Even tough guys can get in the Christmas spirit – or at least the wife, girlfriend, or kids will get you there when it comes to putting up that traditional Christmas tree. Whether you’re looking for some foliage only smaller than a redwood, or maybe your tastes are more modest, chopping down your own Christmas tree can add to the season. And the entire at least requires a bit of testosterone.
However, getting that perfect tree from the forest to the living room may require some work. Here’s a look at how to chop down the perfect Christmas tree, which may also please the spouse and little ones expecting some deliveries from St. Nick in this critical area.
Obviously, any Christmas-cutting Santa can’t just go out to the nearest city park and start hacking away. Make sure you have permission to cut down a tree. No one wants to be caught green-handed and get the gift of a trespassing citation.

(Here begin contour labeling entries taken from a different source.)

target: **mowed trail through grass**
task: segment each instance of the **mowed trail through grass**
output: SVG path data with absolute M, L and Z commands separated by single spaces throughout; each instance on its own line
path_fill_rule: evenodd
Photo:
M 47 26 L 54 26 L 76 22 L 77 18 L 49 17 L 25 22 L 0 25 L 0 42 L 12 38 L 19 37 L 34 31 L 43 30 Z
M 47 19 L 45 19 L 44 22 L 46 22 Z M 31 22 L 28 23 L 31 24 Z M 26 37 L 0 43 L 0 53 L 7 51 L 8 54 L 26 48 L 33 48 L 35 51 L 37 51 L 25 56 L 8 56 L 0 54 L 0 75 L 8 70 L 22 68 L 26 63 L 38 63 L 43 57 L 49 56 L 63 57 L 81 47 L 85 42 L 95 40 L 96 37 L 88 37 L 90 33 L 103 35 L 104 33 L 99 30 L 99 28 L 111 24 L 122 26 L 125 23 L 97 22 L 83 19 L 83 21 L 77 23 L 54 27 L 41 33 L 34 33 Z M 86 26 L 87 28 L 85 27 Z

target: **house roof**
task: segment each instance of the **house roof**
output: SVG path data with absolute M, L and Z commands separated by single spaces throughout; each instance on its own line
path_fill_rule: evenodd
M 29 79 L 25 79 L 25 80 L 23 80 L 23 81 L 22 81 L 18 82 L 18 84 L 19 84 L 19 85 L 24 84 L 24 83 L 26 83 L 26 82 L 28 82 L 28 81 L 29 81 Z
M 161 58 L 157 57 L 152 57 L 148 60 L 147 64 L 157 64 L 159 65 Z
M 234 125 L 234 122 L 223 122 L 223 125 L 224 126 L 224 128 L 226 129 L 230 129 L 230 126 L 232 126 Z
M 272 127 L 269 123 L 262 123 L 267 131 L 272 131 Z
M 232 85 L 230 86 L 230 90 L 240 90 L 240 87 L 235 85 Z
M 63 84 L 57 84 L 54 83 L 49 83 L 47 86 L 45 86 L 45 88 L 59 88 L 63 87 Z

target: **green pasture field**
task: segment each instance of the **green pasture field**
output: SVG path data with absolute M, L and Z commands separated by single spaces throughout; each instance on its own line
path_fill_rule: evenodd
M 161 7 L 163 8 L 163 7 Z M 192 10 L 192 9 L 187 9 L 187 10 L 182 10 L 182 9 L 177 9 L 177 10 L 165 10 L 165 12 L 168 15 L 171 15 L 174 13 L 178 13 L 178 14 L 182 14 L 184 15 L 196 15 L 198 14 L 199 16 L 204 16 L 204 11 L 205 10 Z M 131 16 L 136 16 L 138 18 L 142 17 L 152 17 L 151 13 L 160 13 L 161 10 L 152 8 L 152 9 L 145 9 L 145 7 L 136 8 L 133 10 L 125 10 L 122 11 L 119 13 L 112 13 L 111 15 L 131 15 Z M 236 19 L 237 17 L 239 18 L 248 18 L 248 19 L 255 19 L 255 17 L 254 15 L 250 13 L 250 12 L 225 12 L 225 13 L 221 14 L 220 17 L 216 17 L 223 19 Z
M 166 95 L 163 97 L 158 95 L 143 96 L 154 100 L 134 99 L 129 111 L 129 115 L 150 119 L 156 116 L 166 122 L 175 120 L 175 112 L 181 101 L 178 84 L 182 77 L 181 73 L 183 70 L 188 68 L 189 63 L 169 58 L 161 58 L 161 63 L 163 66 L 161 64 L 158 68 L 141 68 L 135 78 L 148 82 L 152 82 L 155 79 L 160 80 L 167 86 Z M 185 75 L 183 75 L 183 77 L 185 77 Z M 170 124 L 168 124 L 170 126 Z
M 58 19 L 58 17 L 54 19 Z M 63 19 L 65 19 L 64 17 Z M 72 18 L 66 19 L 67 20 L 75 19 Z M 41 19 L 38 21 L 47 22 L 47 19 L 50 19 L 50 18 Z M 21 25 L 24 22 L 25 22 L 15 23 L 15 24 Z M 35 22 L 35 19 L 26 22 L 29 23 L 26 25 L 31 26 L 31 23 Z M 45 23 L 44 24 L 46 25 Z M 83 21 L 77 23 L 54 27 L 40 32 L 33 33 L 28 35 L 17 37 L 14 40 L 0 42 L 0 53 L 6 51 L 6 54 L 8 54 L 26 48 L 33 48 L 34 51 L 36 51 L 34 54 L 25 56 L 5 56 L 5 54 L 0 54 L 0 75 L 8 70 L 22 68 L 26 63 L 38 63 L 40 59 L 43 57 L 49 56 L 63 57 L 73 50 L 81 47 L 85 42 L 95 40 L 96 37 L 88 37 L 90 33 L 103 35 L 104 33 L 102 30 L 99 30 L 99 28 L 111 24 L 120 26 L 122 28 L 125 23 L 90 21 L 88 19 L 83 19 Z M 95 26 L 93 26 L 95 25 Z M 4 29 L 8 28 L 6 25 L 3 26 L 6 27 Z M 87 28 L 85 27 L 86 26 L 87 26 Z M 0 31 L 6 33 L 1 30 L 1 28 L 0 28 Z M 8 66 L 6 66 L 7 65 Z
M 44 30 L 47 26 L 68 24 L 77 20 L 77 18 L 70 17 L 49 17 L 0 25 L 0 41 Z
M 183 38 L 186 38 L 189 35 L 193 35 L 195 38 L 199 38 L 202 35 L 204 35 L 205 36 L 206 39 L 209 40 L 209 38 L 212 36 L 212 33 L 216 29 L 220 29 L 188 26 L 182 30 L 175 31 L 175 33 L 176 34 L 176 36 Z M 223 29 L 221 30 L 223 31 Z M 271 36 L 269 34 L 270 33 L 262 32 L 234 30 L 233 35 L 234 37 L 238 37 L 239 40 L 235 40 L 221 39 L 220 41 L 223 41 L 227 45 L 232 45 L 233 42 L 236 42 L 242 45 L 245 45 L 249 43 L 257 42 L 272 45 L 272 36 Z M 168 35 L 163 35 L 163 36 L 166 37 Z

A friend or relative with some land in the country is probably a better choice. Some Christmas tree vendors also allow customers to chop down their own trees right on-site. This offers quite a merry way to get the job done, and the tree lot vendors will often help with branch binding and loading up.
Some national and state parks have programs allowing locals to chop down one tree yearly. For example, New Mexico’s Lincoln National Forest allows locals to hike into the woods and take that perfect tree home for about ten bucks.
If you’re participating in one of these programs, stay in the appropriate areas and follow guidelines. But trekking off into a national forest for that perfect piece of greenery can be quite a Christmas adventure.
No one wants a tree as large as Clark Griswold scoped out. Branches breaking windows leads to some extra home repair that is anything but the best Christmas ever.
Get out the tape measure and go full Tim “The Tool Man” Taylor (or maybe Al Borland would be better) when planning for your tree size requirements. Leave plenty of room and take a pic with your phone to help visualize your magical winter tree selection.
When it comes to types of trees, some of the most common trees are various species of fir, spruce, or pine. Your selection will depend on what grows in your region, and selecting a healthy tree is also essential.
“Choose a healthy tree by feeling the branches,” HGTV notes. “Needles should be pliable and stay in place when touched.”
The tree trunk should have a slight stickiness to it. Also, bend a needle in half to check its pliability. Fresh firs will snap, and pines shouldn’t break. Even Cousin Eddie could pick out a grand Christmas tree with little analysis.
Christmas Vacation may be the perfect holiday family film, but no one wants to be out in the middle of the snowy woods without a saw to chop down the tree. Thinking ahead may help you avoid embarrassing regrets – or having to pull a Griswold and dig that perfect fir out by the roots.
So make sure that a traditional hand saw or chainsaw is ready to go. Chainsaw owners would be wise to ensure the tool is gassed up and oiled. Gloves and some safety glasses are a good idea too. The act of then cutting down the tree is pretty simple.
A piece of cardboard can help when laying or stooping down for that perfect cut, especially if it’s been raining or snowing. Saw at the base of the trunk and try to make as straight of a cut as possible. A standing friend can hold the tree and keep it from falling over and possibly breaking branches or landing on your cranium.
Once you’ve chopped down the Christmas tree, remove any excess branches right near the base. Some sturdy twine or wire can then bind the branches upward to help transport the tree to that perfect spot back home. Christmas presents will soon be loaded under your lush sapling. Will it be a new necktie or box of chocolate-covered cherries from the kids this year?
Now that the tree is chopped down and made home, making sure it actually survives through the holidays is critical. Keep the tree watered so it lasts longer and stays in excellent shape.
Use a reservoir-style tree stand. Bob Villa recommends “fill the stand with one quart of cool tap water for each inch of the stem within two hours of getting it home.”